NGC 6528

Globular Cluster NGC 6528, class V, in Sagittarius

[NGC 6528 with NGC 6522, AAT 93a]

Distance from Sun:
25.8 kly
Distance from Galactic Center:
2.0 kly
Apparent Diameter:
16.6 arc min
9.60 mag vis
Radial Velocity:
+206.6 +/- 1.4 km/s
Abs. Mag:
-6.57 Mag vis
Discovered by William Herschel on June 24, 1784.

On the occasion of its discovery, William Herschel cataloged this globular cluster as H 2.200, indicating that he took it for a "Faint Nebula." His son, John Herschel, listed it as h 3723 in his "Cape of Good Hope" catalog, and included it in his General Catalogue as GC 4364.

NGC 6528 is the fainter of the two globulars shown in our image, i.e. that on the left hand side.
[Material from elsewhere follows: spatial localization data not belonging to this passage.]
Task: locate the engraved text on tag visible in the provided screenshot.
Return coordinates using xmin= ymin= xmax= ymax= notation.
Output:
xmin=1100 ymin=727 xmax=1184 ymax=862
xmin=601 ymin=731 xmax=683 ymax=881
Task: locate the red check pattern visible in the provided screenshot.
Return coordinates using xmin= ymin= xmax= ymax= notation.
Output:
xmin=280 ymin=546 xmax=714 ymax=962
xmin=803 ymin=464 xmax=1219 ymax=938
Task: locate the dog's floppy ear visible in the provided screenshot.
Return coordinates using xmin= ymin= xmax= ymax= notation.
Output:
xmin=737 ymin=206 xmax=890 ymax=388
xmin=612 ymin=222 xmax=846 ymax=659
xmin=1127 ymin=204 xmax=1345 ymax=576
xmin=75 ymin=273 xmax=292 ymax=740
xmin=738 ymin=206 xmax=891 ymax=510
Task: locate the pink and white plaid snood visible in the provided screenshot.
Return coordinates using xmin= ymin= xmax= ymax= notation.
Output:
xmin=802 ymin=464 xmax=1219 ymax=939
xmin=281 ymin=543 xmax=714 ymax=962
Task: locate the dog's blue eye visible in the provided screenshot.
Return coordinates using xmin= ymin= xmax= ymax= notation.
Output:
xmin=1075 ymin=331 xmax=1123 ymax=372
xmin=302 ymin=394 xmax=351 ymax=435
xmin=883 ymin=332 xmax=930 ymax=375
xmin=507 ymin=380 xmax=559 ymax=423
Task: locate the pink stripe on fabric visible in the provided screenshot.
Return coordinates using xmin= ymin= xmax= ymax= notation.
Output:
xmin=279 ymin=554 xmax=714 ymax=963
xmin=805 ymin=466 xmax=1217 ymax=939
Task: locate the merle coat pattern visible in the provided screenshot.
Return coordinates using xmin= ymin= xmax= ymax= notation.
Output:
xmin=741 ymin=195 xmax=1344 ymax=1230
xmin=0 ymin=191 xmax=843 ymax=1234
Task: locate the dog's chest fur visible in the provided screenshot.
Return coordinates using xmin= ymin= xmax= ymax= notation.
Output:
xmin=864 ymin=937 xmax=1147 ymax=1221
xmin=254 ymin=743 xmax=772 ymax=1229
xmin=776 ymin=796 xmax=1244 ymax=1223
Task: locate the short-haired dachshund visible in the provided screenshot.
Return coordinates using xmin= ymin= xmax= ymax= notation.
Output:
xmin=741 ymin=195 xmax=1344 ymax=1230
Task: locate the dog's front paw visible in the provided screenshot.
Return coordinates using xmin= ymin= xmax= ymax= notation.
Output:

The other globular is NGC 6522. Note the dark nebulae just left (east, following) of NGC 6528. Also visible are innumerable stars of the Milky Way, which are visible through a hole or window in the absorbing interstellar matter, which usually blocks such a deep view in that direction close to the Galactic plane and center. This paritular hole is called "Baade's Window."

The image in this page was obtained by David Malin of the Australian Astronomical Observatory, with the 3.9-meter Anglo-Australian Telescope. It is a three-color composite of exposures on photographic plates with different emulsions and filters.